Aboriginal Day of Mourning
January 26 is the day Australians get together and celebrate their nationhood, being ‘Aussie’, and all that, we call it ‘Australia Day’. I suppose it’s somewhat like America’s 4th of July, with one major difference. Unlike the American holiday, which marks the declaration of that nation’s independence, and despite January 1, 1901 being the day Australia became a Federation - Australia’s ‘national day’ is held each year on the anniversary of the day English convicts and settlers first landed at Sydney Cove on January 26, 1788. As you can probably imagine, the choice of this particular date as the one for our major national celebration doesn’t sit all that well with Australia’s Indigenous peoples, who quite rightly, consider it as, ‘invasion day’.
Now, this whole debate surrounding January 26 and Australia Day has been going on for some time. It seems, however, the majority of Australians (and in particular our elected leaders) couldn’t give a ‘rats ass’ about the appropriateness of this date in relation to its implications and meaning within the Indigenous population (Indigenous Australians after all make up only around 2% of the population – so who gives a stuff right?).
So, Indigenous Australians have for many years gone about marking Australia Day in their own fashion. On Australia Day in 1938, the 150 year anniversary of the arrival of the First Fleet, Aboriginal Australians held a day of protest in Sydney, calling it ‘The Day of Mourning’.
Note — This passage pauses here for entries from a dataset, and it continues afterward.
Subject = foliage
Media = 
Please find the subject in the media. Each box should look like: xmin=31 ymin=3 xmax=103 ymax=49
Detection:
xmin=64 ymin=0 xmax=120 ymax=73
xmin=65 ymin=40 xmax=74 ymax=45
The protests were organised by the Australian Aborigines League (AAL), based in Victoria and led by William Cooper, and the Aborigines Progressive Association (APA), based in New South Wales and led by Jack Patten. In 1888, the centenary of British colonisation, Aboriginal leaders had simply boycotted the Australia Day celebrations. These groups had also sent petitions to the Government of Australia and the Government of the United Kingdom, in the early 1930s, for the recognition of Aboriginal civil rights (including Aboriginal representation in the Parliament of Australia), but they had been ignored or dismissed without serious attention, and each had refused to pass the petitions on to King George V. As a result, a more proactive event was planned for the sesquicentenary, which the media and governments could not ignore.
The Day of Mourning march began at the Sydney Town Hall, and concluded with a political meeting open to Aboriginal people only. It attracted many major Aboriginal leaders, including Pearl Gibbs and Margaret Tucker. The protesters had originally intended to hold the Congress in the Sydney Town Hall, but they were refused access, and instead held it at the nearby Australian Hall in Elizabeth Street. They were not allowed in through the front door and were told they could only enter through the rear door. About 1,000 people attended, making it one of the first mass civil rights gatherings. The APA and AAL distributed a manifesto at the meeting, Aborigines Claim Citizens’ Rights, produced by Patten and APA secretary William Ferguson. The manifesto opened with a declaration that “This festival of 150 years’ so-called ‘progress’ in Australia commemorates also 150 years of misery and degradation imposed on the original native inhabitants by white invaders of this country.”
At the Congress, the following resolution was passed unanimously:
"WE, representing THE ABORIGINES OF AUSTRALIA, assembled in Conference at the Australian Hall, Sydney, on the 26th day of January, 1938, this being the 150th anniversary of the whitemen’s seizure of our country, HEREBY MAKE PROTEST against the callous treatment of our people by the whitemen in the past 150 years, AND WE APPEAL to the Australian Nation to make new laws for the education and care of Aborigines, and for a new policy which will raise our people to FULL CITIZEN STATUS and EQUALITY WITHIN THE COMMUNITY."
Day of Mourning protests have been held on Australia Day ever since.